A few meters below, at the foot of the cliff on which we stand, the Beagle Channel pounds ancient rocks and the bleached bones of dead trees. Whales attack humans here, that’s how wild it is here. A chill south wind is the only noise alongside the humming of the antennas of a radar station belonging to the Argentine Navy. It is the last outpost at the end of the last leg of our journey. An epic journey.
Sixteen and a half thousand kilometers across the whole of South America in two Trabants, a tiny Polish Fiat 126 Maluch and a Jawa 250 bike from 1957. We are Czechs, Poles and Slovaks heading into Guyana, Brazil, Peru, Bolivia, Chile and Argentina. What's the point, you may ask? Well, asking that is just nonsense. We wanted one thing - to demonstrate that when you want something, you can achieve it. Fulfill your dreams and kick back at those who question you.
They told us that our group simply could not pass across the Amazonian rainforest standing in our way. They said that our undersized 2-stroke engines would not work over four thousand meters. We faced “death” roads on the side of mountains and a brutal drug mafia who might just take our lives for kicks. We laughed, outwardly displaying bravado but, inwardly, secretly afraid.
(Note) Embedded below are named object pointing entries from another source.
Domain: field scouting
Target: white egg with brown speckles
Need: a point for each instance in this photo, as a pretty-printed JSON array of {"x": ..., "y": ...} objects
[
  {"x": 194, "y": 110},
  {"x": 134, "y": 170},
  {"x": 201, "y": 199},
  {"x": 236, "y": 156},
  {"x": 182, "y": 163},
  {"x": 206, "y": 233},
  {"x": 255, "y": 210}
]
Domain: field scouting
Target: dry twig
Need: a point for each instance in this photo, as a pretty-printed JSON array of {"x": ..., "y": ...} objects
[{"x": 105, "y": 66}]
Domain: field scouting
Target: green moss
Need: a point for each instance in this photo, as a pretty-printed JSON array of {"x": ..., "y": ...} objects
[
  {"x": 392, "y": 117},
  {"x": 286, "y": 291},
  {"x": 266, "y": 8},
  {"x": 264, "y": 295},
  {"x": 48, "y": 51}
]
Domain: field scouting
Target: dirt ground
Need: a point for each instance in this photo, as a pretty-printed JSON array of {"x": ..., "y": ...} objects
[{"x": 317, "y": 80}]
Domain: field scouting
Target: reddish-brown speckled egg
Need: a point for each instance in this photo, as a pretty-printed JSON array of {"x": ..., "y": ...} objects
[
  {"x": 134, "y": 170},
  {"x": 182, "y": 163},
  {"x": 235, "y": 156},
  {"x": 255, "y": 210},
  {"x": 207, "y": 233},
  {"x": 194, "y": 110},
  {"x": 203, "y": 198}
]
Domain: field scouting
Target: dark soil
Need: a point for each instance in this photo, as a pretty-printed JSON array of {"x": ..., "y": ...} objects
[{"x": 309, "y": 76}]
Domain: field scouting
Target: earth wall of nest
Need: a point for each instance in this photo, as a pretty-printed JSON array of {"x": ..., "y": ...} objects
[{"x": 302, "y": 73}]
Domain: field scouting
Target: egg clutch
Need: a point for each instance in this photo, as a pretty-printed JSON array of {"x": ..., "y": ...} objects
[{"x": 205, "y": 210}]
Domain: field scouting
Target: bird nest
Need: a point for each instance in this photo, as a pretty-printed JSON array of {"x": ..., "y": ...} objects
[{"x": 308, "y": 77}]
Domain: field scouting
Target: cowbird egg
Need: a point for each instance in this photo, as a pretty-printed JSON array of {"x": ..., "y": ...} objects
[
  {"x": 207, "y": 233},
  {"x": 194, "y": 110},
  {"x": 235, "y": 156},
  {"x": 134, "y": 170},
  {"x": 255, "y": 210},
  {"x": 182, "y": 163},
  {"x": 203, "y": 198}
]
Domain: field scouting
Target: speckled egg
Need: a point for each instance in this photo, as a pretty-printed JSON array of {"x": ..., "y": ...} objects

And now, peering at us, is the perplexed attendant of a radar station, the lighthouse at the end of our new world. We smile apologetically at him. After all, we have just entered a military installation with a motorised column that is anything but camouflaged. Instead of opening fire, he invites us further, perhaps stunned to see us and even curious. Inside is quiet and flooded with light. Antennas outside, the radar screen is all flickering flashes and he talks softly to himself, or into a radio, in Spanish and alongside the only person in this strange place at the end of the world, we brew tea. Outside, the wind buffets our small military building and the waves crash against the rocks whilst we play hot tin.